BEARISH – The Sum of all numbers in “Chng in OI” column on the left side (i.e. calls) of the table is significantly more than the Sum of “Chng in OI” column on the right side(i.e. puts) of the table.
RANGE BOUND – The Sum of all numbers in “Chng in OI” column on the left side (i.e. calls) of the table is not significantly more than the Sum of “Chng in OI” column on the right side(i.e. puts) i.e. the changes are more or less equal on both sides.
Is it this simple to form a view on the market?
YES, this is the case in most scenarios but there are exceptions which are mentioned below.
Before moving to the exceptions, we just wanted to mention about few best ways of seeing the Live OI activity.
The first thing that you should be looking at in the options chain is the maximum number in the “chng in OI” column on either side call/put – this usually tells you the side where writers are active.
Next you would see at an overall level which side OI additions are more. – With this you would now have a “view” on the market
Next see for unwindings at opposite side i.e. if you see good OI additions on call side, there should be some unwinding already in place on the put side. the absence of this can mean a range-bound action.

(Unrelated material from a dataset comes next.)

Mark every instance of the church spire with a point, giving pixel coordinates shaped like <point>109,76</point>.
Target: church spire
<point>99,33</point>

The strike-price where there is unwinding happens to be the place of strong support/resistance.
Now, we present the exceptional scenarios that you should be aware of so that you appreciate the Live OI activity with much improved accuracy.
Exception 1: Previous day’s Participant-OI report shows institutions bought some options either call/put instead of selling options. In this scenario the general interpretation doesn’t apply to the side of the options that they are holding LONG atleast in the first hour of next day. As an example if institutions are holding Long in call options then increase in open interest on call side is not bearish for the market and decrease in open interest on call side is not bullish for the market. But until when? until they exit their long options.
Exceptions 2: When price is not trading in sync with the option chain, the market should normally trade according to the sentiment resulting from option chain but if that’s not the actual case that you see then there’s something beyond the general interpretation and you should brainstorm and breakdown the OI activity in each of the strikes to understand if there is a possibility of LONG options activity through OI addition that’s resulting in the market not confirming the view from general interpretation of options OI. It is usually in these cases you should be expecting big movements as this indicates that institutions are betting on LONG side of the options which is kind of an unusual scenario and causes trending moves.